-
Incident report
-
Resolution: Incomplete
-
Major
-
None
-
4.0.1
Hello
I don't exactly know how to explain this... and I believe there should be two issues opened for my case but I first explain the case then you may judge.
I installed zabbix on a rather not very fast server (by terms of IO) with Postgres as the backend DB. At first it was doing well, then we added templates and hosts and set housekeeper, and IO overload problems begun to start.
It's good to mention that increasing size of history cache didn't help.

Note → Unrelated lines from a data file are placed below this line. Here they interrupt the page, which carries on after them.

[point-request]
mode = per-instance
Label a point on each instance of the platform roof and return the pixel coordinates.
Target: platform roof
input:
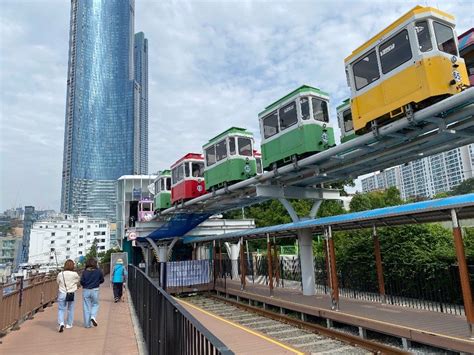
(419, 212)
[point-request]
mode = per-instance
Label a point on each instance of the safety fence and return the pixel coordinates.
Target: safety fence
(183, 276)
(22, 299)
(167, 327)
(426, 286)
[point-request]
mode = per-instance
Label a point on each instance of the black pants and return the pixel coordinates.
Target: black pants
(118, 289)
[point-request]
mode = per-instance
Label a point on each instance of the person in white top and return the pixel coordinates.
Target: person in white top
(68, 280)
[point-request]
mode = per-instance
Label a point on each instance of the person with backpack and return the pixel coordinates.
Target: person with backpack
(91, 279)
(67, 280)
(119, 276)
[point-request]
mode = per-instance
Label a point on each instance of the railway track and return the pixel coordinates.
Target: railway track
(307, 337)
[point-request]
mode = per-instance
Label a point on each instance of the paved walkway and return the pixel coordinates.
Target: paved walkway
(114, 335)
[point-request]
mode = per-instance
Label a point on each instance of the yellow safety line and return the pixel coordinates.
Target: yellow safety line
(243, 328)
(372, 320)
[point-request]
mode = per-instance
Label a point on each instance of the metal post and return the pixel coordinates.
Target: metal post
(220, 259)
(326, 263)
(242, 264)
(332, 267)
(463, 273)
(269, 263)
(276, 260)
(214, 269)
(378, 263)
(305, 241)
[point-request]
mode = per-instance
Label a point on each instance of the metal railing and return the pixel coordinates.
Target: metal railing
(430, 287)
(21, 299)
(167, 327)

Then we met elasticsearch solution. We were thinking it can help if we store values inside of it instead of postgres. Afterwards, it was doing well for a bunch of days (housekeeper was doing like a flash), but then we met massive timeout in all network related checks. Also there was a problem with frontend (second issue) that if we dropped an indice (time based ingests, as you mentioned in your migration guide), frontend was not scanning for trends OR trends were missing (as we know trends are still stored in Postgres).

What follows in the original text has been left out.